The second gate electrodes 46 are formed so that their left end portions 
partially overlap the right end portions of the first gate electrodes 36, 
and their right end portions are positioned near the third gate electrode 
areas. 
Here, second insulation layers 48 are formed in the same manner as that for 
the first insulation layers 38. 
FIG. 5F illustrates the step of forming the second potential areas 52 
wherein, the second potential areas 52 are formed on the semiconductor 
substrate of an area reserved for the third gate electrodes by implanting, 
for example, P-type impurity ions 50 into the overall surface of the 
semiconductor substrate 30 having the first and second gate electrodes 36 
and 46 formed therein. 
Here, the second potential areas 52 should be identical to the first 
potential areas 44 in terms of shape and size, and formed to have the same 
impurity ions at the same concentration as that of the first potential 
area 44. 
In addition, the second potential areas 52 are formed so that their right 
end portions are aligned with the left end portions of the first gate 
electrodes 36, and their left end portions are aligned with the right end 
portions of the second gate electrodes 46. 
FIG. 5G illustrates the step of forming the third gate electrodes 54 
wherein, a third conductive material layer (not shown), which will be the 
third gate electrodes 54, is formed by depositing, for example, 
polysilicon on the overall surface of the resultant structure. Then, the 
third gate electrodes 54 are formed on the semiconductor substrate of an 
area reserved for the third gate electrodes by patterning the third 
conductive material layer. A third insulation layer (not shown) is formed 
on the surface of the third gate electrodes 54, and then an insulation 
layer 60 is formed on the overall surface of the resultant structure. 
The third gate electrodes 54 are formed so that their right end portions 
partially overlap the left end portions of the first gate electrodes 36, 
and their left end portions partially overlap the right end portions of 
the second gate electrode 46. 
Here, the third insulation layer (not shown) is formed in the same manner 
as that for the first and second insulation layers 38 and 48 of FIG. 5E. 
The first and third gate electrodes 36 and 54 are connected to the first 
clock terminal .phi.1, thus forming a unit transfer group, and the second 
gate electrode 46 is connected to the second clock terminal .phi.2, thus 
forming another unit transfer group.
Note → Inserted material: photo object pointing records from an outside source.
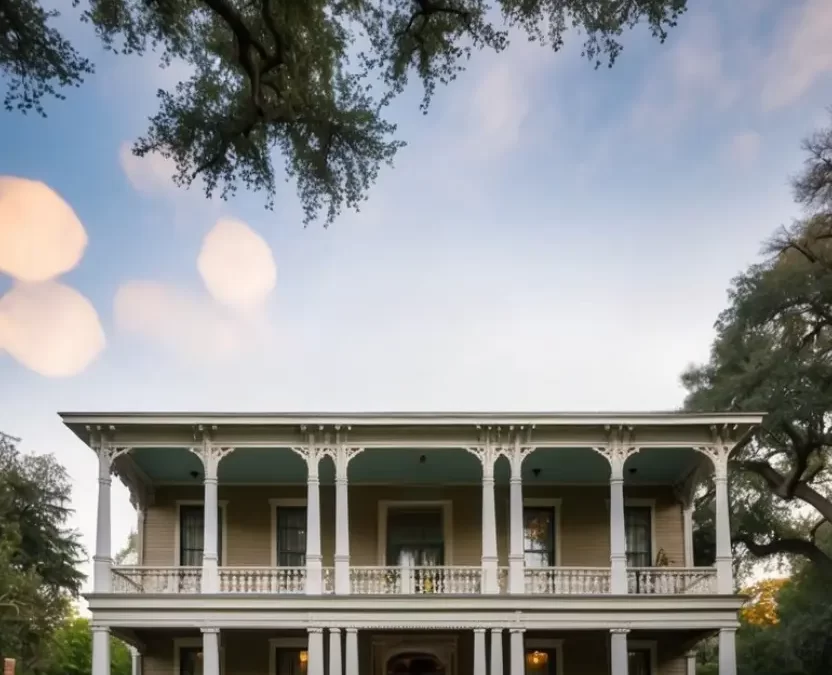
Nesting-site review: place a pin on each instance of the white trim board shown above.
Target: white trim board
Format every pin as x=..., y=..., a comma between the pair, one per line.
x=222, y=505
x=274, y=505
x=446, y=505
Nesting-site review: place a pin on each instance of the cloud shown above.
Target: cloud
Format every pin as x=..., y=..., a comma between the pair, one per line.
x=801, y=56
x=189, y=324
x=743, y=148
x=50, y=328
x=237, y=265
x=40, y=235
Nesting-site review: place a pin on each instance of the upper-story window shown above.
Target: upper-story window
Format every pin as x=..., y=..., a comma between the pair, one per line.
x=192, y=535
x=415, y=537
x=291, y=536
x=638, y=527
x=639, y=662
x=539, y=536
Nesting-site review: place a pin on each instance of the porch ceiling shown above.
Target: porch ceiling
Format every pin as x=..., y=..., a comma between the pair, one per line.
x=416, y=466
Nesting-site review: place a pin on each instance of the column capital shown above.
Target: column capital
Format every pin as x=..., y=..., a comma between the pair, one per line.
x=211, y=455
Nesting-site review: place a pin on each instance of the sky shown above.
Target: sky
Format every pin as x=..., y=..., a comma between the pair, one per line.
x=553, y=237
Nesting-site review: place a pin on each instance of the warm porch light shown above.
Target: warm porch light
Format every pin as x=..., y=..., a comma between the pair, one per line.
x=537, y=659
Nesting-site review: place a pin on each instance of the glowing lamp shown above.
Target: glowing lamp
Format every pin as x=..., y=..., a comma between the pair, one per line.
x=536, y=659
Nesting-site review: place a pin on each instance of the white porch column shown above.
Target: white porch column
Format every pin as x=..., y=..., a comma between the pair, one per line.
x=210, y=651
x=518, y=652
x=135, y=661
x=728, y=651
x=489, y=530
x=496, y=651
x=479, y=651
x=516, y=559
x=724, y=570
x=619, y=662
x=315, y=665
x=103, y=558
x=314, y=560
x=342, y=519
x=336, y=666
x=687, y=525
x=618, y=541
x=100, y=650
x=352, y=652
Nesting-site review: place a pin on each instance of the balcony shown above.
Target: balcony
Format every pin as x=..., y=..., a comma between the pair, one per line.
x=416, y=581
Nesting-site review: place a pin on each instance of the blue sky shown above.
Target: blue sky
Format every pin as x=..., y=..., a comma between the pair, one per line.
x=553, y=237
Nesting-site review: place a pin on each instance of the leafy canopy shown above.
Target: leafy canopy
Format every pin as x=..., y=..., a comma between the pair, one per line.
x=38, y=555
x=309, y=78
x=773, y=353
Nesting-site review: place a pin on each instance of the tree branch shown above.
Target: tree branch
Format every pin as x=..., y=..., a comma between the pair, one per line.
x=787, y=546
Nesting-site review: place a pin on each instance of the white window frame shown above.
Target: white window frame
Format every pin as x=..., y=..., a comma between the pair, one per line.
x=274, y=505
x=549, y=643
x=284, y=643
x=534, y=502
x=178, y=643
x=222, y=505
x=384, y=506
x=651, y=646
x=654, y=547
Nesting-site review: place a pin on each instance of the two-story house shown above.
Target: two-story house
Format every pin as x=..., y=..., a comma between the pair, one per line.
x=413, y=544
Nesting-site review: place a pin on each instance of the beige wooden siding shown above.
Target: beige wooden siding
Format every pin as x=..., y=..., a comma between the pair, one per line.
x=583, y=520
x=247, y=652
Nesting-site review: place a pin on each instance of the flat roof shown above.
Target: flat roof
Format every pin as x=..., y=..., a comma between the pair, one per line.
x=661, y=418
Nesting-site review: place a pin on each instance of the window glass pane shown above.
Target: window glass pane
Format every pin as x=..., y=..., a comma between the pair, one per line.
x=291, y=661
x=192, y=534
x=539, y=536
x=291, y=536
x=639, y=662
x=190, y=661
x=637, y=527
x=415, y=538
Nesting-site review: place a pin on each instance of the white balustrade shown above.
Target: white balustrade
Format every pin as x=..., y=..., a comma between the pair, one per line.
x=567, y=580
x=262, y=579
x=415, y=580
x=672, y=580
x=136, y=579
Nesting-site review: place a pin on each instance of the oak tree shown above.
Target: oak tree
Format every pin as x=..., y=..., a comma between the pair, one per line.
x=309, y=78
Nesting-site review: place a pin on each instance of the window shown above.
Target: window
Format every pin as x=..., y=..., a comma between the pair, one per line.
x=291, y=661
x=291, y=536
x=415, y=537
x=639, y=662
x=539, y=536
x=192, y=534
x=638, y=528
x=190, y=660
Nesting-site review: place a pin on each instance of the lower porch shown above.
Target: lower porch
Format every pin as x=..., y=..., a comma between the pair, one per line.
x=406, y=652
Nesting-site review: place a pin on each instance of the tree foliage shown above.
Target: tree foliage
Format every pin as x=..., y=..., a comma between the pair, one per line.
x=309, y=78
x=38, y=555
x=773, y=354
x=71, y=650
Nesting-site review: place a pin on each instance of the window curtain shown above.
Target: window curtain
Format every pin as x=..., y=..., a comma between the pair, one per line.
x=192, y=535
x=637, y=527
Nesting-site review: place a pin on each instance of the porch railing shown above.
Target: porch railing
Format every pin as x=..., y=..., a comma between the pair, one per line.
x=671, y=580
x=136, y=579
x=415, y=580
x=567, y=580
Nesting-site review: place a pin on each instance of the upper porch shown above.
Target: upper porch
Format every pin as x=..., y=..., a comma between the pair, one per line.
x=522, y=504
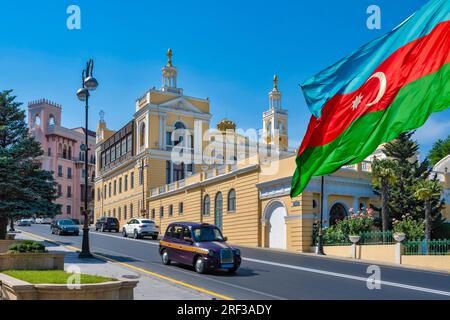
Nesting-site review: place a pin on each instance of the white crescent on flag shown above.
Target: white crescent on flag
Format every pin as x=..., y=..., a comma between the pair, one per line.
x=383, y=81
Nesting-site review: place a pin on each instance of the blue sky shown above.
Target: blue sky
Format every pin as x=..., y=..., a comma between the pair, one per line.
x=225, y=50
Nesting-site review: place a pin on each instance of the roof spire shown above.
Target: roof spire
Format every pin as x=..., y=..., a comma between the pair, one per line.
x=169, y=57
x=102, y=115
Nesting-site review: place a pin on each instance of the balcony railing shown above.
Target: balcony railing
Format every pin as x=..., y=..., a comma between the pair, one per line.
x=195, y=178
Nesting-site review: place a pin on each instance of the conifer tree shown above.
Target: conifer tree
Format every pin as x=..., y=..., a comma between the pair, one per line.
x=25, y=189
x=409, y=172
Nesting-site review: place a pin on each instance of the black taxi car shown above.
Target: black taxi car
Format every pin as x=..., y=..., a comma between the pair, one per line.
x=199, y=245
Charge accumulated in the buried 
channel layer 32 under the gate electrodes 36, 46, and 54 is transferred 
in a predetermined direction according to clock pulses applied to the 
first and second clock terminals .phi.1 and .phi.2. 
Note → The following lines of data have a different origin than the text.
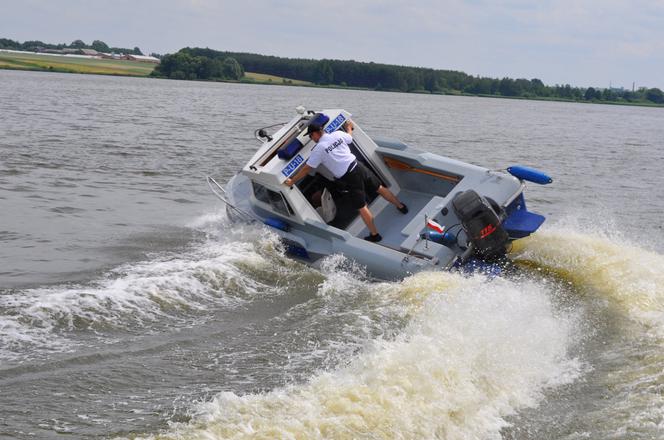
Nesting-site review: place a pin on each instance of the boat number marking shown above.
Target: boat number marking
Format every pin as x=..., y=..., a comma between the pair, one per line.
x=332, y=126
x=292, y=165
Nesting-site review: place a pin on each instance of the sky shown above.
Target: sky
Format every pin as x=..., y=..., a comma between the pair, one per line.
x=579, y=42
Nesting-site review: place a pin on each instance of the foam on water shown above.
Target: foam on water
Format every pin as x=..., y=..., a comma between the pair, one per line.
x=473, y=353
x=137, y=295
x=629, y=276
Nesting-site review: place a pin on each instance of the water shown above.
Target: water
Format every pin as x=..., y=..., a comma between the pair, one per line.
x=130, y=308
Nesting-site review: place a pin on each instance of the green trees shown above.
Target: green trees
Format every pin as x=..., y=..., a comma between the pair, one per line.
x=323, y=73
x=592, y=94
x=100, y=46
x=231, y=69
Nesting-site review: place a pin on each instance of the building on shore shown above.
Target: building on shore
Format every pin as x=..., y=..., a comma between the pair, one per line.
x=143, y=58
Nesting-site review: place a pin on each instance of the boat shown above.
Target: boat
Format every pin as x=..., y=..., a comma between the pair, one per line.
x=460, y=216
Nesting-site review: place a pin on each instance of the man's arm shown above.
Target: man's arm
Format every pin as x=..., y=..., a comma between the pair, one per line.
x=299, y=175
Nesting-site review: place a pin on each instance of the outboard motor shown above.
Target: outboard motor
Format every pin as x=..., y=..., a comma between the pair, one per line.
x=481, y=224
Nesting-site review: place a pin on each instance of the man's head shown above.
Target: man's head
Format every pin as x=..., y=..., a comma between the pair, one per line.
x=314, y=131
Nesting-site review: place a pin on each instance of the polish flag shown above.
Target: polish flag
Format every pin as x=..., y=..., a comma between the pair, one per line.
x=435, y=226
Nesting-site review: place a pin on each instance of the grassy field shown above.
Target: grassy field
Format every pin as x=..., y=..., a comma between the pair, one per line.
x=272, y=79
x=56, y=63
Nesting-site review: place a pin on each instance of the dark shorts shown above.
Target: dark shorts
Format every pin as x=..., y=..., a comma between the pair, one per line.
x=357, y=184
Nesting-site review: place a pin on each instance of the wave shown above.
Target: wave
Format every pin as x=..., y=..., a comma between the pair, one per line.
x=628, y=275
x=473, y=353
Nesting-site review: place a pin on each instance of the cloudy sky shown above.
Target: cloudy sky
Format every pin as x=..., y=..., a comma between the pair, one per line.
x=580, y=42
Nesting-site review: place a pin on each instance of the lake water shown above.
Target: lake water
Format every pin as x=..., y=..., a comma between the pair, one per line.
x=130, y=307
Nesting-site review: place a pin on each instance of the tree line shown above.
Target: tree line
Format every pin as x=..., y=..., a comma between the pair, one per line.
x=184, y=65
x=196, y=63
x=36, y=45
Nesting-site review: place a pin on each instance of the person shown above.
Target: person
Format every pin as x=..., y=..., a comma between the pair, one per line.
x=332, y=150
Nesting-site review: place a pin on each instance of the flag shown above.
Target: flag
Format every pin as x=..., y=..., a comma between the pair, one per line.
x=435, y=226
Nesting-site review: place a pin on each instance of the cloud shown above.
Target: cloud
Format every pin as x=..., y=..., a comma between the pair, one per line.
x=581, y=42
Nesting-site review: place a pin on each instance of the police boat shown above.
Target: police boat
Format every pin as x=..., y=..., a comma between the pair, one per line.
x=460, y=216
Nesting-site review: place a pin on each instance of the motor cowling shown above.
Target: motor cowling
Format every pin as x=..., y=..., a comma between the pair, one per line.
x=482, y=225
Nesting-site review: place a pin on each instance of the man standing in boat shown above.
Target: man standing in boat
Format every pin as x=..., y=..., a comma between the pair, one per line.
x=332, y=150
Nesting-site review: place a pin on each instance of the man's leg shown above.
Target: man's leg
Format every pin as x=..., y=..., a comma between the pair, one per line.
x=389, y=196
x=367, y=217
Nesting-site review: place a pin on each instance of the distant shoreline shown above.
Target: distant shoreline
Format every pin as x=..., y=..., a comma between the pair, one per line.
x=62, y=64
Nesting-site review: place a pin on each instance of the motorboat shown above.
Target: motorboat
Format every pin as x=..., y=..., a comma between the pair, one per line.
x=460, y=216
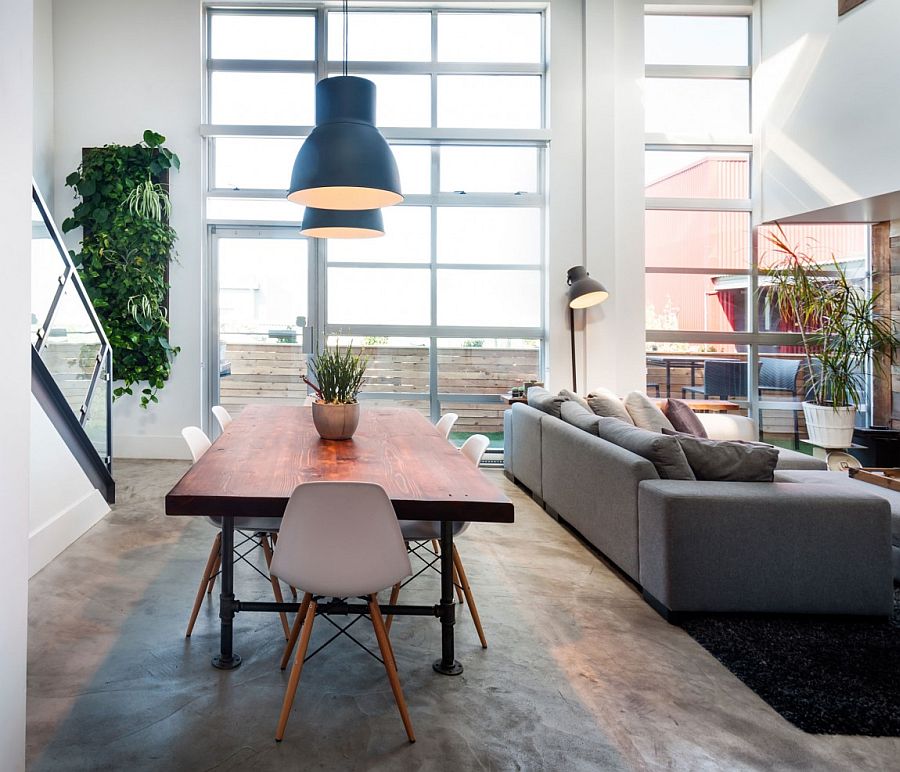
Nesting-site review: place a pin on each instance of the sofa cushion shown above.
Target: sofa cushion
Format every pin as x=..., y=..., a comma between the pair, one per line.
x=544, y=401
x=571, y=395
x=607, y=404
x=794, y=459
x=728, y=460
x=645, y=414
x=573, y=413
x=684, y=419
x=663, y=452
x=824, y=477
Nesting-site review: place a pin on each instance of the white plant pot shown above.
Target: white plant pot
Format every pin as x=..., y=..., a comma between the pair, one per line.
x=828, y=426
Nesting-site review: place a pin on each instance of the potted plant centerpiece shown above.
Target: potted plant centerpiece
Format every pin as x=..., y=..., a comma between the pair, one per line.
x=842, y=336
x=339, y=376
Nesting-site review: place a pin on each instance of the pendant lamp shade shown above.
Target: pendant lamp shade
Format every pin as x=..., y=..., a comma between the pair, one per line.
x=584, y=291
x=342, y=224
x=346, y=162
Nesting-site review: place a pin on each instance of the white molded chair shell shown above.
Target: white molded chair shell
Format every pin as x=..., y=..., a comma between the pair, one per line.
x=222, y=416
x=445, y=425
x=198, y=443
x=340, y=539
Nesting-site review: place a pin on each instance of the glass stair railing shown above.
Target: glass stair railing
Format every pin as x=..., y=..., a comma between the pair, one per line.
x=71, y=359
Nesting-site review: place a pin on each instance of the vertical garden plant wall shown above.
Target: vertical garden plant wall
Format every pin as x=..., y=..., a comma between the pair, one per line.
x=126, y=246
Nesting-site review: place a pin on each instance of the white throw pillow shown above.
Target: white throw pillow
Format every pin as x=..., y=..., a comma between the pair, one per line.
x=645, y=414
x=606, y=403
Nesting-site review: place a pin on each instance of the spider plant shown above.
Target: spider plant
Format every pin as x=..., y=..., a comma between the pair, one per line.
x=840, y=327
x=339, y=375
x=150, y=200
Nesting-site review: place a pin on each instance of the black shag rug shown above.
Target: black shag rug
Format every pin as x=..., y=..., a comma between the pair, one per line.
x=824, y=675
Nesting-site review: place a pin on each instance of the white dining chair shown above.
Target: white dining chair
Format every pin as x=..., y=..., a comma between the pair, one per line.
x=252, y=528
x=418, y=533
x=223, y=417
x=340, y=540
x=445, y=424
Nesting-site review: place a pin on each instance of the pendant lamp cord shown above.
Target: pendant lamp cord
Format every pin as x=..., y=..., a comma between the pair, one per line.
x=346, y=26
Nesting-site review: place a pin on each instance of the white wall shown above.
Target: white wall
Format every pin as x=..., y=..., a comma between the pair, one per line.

Though a preferred embodiment using electrons as a charge carrier has been 
described with reference to FIGS. 5A to 5G (for example, the first 
conductive type and the second conductive type were defined as P and N, 
respectively), anyone skilled in the art will know that impurity ions of 
the conductive type opposite to that described should be used when holes 
are used as a charge carrier. In addition, the gate insulation layer 
formation step and the impurity-ion implantation step for forming a 
potential area may be reversed, if necessary, with the same effects. 
Therefore, according to the charge coupled device and manufacturing method 
therefor, the area occupied by a unit transfer group can be reduced and a 
potential area can be accurately aligned with a gate electrode. 
Consequently, an unnecessary local potential barrier or well produced by a 
misalignment can be prevented, thereby increasing charge transfer 
efficiency. 
The present invention is not limited to the above embodiment, and it is 
clearly understood that many variations are possible within the scope and 
spirit of the present invention by anyone skilled in the art.